E é estranho esse lugar de “quase-conquista” ou “quase-conclusão”. Eu terminei o livro, eba! Mas dificilmente ele está pronto, pronto. Assim como já o terminei outras tantas vezes, depois revisei, ajustei, acrescentei e terminei de novo, provavelmente ainda devo somar alguns arquivos ao “Vale_esse_Final.pdf”. E tem todas as ilustrações que ainda não fiz, e estou para descobrir se farei.

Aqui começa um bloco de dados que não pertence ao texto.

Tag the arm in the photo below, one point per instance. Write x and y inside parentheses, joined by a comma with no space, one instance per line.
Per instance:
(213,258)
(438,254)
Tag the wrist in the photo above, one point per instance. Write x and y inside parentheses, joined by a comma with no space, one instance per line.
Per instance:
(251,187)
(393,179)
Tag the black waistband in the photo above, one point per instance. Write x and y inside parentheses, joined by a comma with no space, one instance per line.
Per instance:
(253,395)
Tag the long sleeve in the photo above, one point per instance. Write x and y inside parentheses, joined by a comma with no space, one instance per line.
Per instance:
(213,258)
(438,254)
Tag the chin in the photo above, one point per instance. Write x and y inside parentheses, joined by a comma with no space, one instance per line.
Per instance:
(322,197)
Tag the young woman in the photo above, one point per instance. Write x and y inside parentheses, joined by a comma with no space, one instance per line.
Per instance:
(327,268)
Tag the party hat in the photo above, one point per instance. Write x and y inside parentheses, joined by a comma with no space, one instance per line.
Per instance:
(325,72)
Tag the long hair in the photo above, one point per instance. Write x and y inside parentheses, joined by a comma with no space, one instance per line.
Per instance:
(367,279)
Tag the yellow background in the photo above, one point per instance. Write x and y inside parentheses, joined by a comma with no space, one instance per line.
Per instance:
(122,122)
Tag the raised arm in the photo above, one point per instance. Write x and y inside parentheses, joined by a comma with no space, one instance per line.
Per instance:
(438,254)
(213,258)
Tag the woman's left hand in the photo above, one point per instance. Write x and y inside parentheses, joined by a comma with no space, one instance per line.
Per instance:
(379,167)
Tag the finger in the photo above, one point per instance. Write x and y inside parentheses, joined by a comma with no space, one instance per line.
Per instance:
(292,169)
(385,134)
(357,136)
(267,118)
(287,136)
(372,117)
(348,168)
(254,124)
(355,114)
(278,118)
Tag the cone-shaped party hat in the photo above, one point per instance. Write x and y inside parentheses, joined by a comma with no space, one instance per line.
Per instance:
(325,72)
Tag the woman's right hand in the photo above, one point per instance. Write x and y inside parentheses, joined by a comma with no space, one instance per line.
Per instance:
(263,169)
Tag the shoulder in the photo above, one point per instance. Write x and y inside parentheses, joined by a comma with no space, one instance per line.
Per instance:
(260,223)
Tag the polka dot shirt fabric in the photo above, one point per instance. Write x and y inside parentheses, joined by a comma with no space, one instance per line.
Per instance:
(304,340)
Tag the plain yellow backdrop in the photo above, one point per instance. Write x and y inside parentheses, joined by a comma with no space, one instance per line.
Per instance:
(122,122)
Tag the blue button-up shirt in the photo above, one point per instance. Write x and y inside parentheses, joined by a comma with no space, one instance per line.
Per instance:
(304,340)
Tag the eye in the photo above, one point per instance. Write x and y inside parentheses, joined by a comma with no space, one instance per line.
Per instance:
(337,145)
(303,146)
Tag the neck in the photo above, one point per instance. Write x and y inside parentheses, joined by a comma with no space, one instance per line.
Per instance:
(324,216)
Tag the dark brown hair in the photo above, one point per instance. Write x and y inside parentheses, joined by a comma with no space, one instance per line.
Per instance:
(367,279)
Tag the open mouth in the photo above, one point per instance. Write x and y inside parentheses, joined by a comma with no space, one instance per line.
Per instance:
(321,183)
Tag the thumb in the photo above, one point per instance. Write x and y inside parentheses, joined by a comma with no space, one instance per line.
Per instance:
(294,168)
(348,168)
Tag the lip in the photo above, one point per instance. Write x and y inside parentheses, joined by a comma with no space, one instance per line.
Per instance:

A verdade é que, depois de mais de três anos escrevendo, engavetando, reescrevendo e apagando, talvez eu ainda esteja só no meio do caminho. O mais difícil já foi? Nem sei. Mas, como disse minha amiga ontem durante o lançamento do seu primeiro livro, a maior lição que um autor iniciante pode aprender é a “sentar a bunda e escrever”, e essa lição eu acho que aprendi.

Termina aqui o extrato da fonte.